Mayzak was a match, and he knew exactly what he wanted to do.
"I didn't want to see her or her family suffer anymore," Mayzak said.
The family, which had no idea at first their daughter's boyfriend was even considering the donation, emphasized that the news was "pure excitement," though they feared for his health during the intense transplant surgery.
"I felt a sense of hope when I found out he was a match, but I also was scared for him and what could happen to him," Turcotte said.
On Oct. 1, the two men underwent successful surgeries, and now they're both doing well.
"I'm just taking it day by day. I do feel good, though," Turcotte said.
The father added that he's most looking forward to swimming again, since dialysis treatment prevented him from doing so.
Mayzak said he's in good spirits and now even tells jokes about the procedure.
"I told [Turcotte] if he ever needs a liver I'd give him one.
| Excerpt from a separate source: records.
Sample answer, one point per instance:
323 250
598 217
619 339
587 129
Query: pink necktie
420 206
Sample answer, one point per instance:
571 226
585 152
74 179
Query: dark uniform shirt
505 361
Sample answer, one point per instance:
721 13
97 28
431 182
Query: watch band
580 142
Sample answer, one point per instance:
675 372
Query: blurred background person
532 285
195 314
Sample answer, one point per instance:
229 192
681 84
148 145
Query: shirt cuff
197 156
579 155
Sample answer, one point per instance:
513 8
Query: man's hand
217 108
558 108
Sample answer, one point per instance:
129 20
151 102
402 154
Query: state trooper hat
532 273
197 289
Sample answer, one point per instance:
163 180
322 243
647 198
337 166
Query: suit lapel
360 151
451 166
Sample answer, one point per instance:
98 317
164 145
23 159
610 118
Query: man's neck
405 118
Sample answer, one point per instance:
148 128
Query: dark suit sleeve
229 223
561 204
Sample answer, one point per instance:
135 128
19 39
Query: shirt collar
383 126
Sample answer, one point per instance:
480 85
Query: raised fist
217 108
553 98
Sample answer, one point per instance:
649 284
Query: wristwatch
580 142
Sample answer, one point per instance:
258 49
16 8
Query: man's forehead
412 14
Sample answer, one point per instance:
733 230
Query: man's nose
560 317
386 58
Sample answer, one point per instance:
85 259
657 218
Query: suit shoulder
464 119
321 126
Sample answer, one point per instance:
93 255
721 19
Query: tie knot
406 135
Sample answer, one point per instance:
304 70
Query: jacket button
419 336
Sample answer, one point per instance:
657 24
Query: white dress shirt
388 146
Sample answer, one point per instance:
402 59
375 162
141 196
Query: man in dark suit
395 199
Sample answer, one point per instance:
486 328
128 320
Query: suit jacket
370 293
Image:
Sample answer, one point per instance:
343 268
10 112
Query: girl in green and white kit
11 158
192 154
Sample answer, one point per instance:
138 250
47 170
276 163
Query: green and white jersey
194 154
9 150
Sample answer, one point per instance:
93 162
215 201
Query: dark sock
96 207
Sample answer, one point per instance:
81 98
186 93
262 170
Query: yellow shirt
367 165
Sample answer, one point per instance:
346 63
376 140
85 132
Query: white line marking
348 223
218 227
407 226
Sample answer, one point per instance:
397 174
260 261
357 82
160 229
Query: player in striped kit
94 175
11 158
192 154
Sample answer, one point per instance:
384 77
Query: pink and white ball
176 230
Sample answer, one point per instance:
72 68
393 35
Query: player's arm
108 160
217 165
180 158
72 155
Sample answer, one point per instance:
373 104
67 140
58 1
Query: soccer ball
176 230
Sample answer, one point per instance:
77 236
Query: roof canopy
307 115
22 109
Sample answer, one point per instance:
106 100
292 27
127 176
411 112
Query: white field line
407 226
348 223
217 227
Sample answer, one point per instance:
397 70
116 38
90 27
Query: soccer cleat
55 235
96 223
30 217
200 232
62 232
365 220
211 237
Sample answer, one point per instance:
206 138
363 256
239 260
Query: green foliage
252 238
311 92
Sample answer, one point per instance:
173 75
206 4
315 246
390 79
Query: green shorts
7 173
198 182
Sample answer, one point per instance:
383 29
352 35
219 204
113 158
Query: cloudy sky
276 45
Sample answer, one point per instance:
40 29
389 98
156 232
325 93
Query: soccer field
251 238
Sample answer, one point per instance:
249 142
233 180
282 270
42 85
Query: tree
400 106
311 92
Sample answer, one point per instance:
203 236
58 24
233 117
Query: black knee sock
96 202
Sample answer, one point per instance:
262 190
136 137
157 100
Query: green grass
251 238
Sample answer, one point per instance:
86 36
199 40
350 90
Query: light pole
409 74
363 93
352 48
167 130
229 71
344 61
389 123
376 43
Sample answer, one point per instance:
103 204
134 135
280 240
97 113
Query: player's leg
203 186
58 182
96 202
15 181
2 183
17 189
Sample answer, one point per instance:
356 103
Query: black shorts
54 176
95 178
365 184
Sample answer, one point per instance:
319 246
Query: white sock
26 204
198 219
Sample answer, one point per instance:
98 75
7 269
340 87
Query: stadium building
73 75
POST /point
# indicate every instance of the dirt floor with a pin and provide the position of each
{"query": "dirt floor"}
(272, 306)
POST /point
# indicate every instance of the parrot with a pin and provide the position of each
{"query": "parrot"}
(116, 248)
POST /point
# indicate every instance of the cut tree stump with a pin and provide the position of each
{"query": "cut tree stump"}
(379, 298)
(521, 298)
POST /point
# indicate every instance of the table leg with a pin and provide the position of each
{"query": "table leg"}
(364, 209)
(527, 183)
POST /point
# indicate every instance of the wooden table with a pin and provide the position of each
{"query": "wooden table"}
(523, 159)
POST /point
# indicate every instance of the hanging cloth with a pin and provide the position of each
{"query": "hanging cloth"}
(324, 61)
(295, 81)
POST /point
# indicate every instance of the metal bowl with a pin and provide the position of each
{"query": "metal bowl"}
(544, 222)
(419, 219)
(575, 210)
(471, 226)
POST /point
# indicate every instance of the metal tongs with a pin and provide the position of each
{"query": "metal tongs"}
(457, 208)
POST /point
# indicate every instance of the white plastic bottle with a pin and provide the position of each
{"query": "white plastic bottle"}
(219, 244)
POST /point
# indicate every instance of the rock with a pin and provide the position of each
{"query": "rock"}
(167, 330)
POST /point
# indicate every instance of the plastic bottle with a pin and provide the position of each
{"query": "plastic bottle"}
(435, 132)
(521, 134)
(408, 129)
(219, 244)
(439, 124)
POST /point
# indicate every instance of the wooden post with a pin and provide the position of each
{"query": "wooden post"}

I'm already a match!" Mayzak said, laughing.
The whole family stressed that Mayzak's generosity is something that they can never repay.
"To see [my dad] happy and healthy, it's just been really great. I can't thank him enough," Ashley said.
Ashley's mom and Turcotte's wife, Tammy, told "GMA" that she felt especially touched by the act.
"It was quite a gift, a sacrifice, a heroic thing to do, selfless … thank you just doesn't seem like a strong enough word," Tammy said.
To celebrate both men's recovery, "GMA" surprised the entire family with a free trip to Disney's Aulani Resort and Spa. This is the ultimate Hawaiian holiday -- celebrating the beauty, history and spirit of the island -- with a touch of Disney Magic.
The Walt Disney Co. is the parent company of ABC News.